When asked about activists' objections to the police presence at pride, Mark Pugash, director of corporate communications for the Toronto Police Service, said he believes "the issue is one for pride and their people to resolve with Black Lives Matter." He adds that, in response to Black Lives Matter Toronto's opposition to police at pride, "I was overwhelmed by the reaction that we got from the public. We received emails, text, phone calls of support from people in the LGBT community and outside the LGBT community."

The march in Toronto "brought up tensions over who feels safe with increased police presence and who doesn't," says Janaya Khan, a Black Lives Matter Toronto co-founder who was at the march. "You cannot talk about that without talking about race. Who is criminalized outside of pride and who isn't?"

Black people in Canada are three to four times more likely than any other group to be stopped by police.

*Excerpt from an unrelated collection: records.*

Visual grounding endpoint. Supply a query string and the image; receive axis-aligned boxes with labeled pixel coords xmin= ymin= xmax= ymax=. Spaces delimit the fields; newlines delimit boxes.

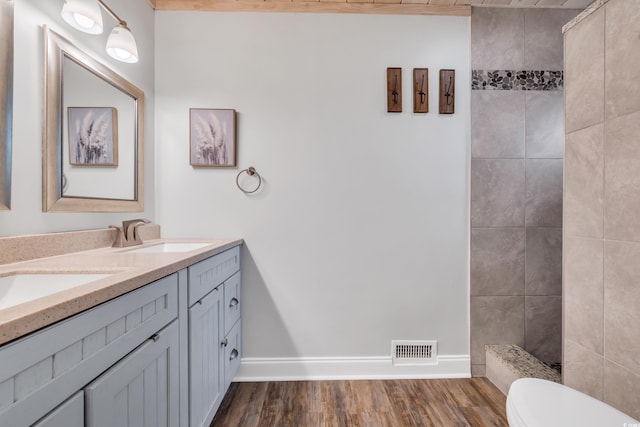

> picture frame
xmin=67 ymin=107 xmax=118 ymax=166
xmin=387 ymin=67 xmax=402 ymax=113
xmin=413 ymin=68 xmax=429 ymax=113
xmin=189 ymin=108 xmax=237 ymax=168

Statistics on police shootings in both the U.S. and Canada are often unreliable, but some estimate that half of all people shot by police in Canada are black, though black people make up less than 10 percent of the population.

"Pride in its truest form should exist for those most marginalized," says Khan. "It was people of color, trans women, sex-working people who pushed back against police at Stonewall." The 1969 Stonewall Riots, where LGBT people in New York City who were fed up with bar raids and police harassment set fires and flipped over a car, beat up police officers, forced overwhelmed NYPD to barricade themselves inside the bar, led to the very first Gay Pride march in New York City.

Pugash of the Toronto police says his department is aware that some trans people don't feel safe with police, and are therefore less likely to call law enforcement when they're victims of crime or violence. He points to a number of recent ways the department has responded to the needs of LGBT people: police officers who identify as lesbian, gay, bisexual, or transgender and act as liaisons to the broader community; a new service guide aimed at making the trans community feel more comfortable with police; and new gender-neutral bathrooms at the police headquarters.

In the weeks before Pride, Toronto Police Chief Mark Saunders expressed "regret" during a press conference for raids on gay bathhouses in Toronto during the 1980s and "for treating those communities as not fully part of society," and he unveiled a mural in honor of the LGBT community. Addressing the Orlando mass shooting, he pledged to protect marginalized people. "Policing requires building trust," Saunders said. (It should be noted that Black Lives Matter Toronto protested the mural's unveiling, and co-founder Janaya Khan called it "political maneuvering" on the part of the Toronto Police Service.)

"I don't want to discount that people were genuinely scared and terrified in Orlando and beyond, and a response was required," says Ritchie, the Streetwise and Safe lawyer. "What I hope comes out of Orlando is a deeper conversation about what produces the kinds of violence that we saw there, what prevents it, and what response we need to that kind of violence."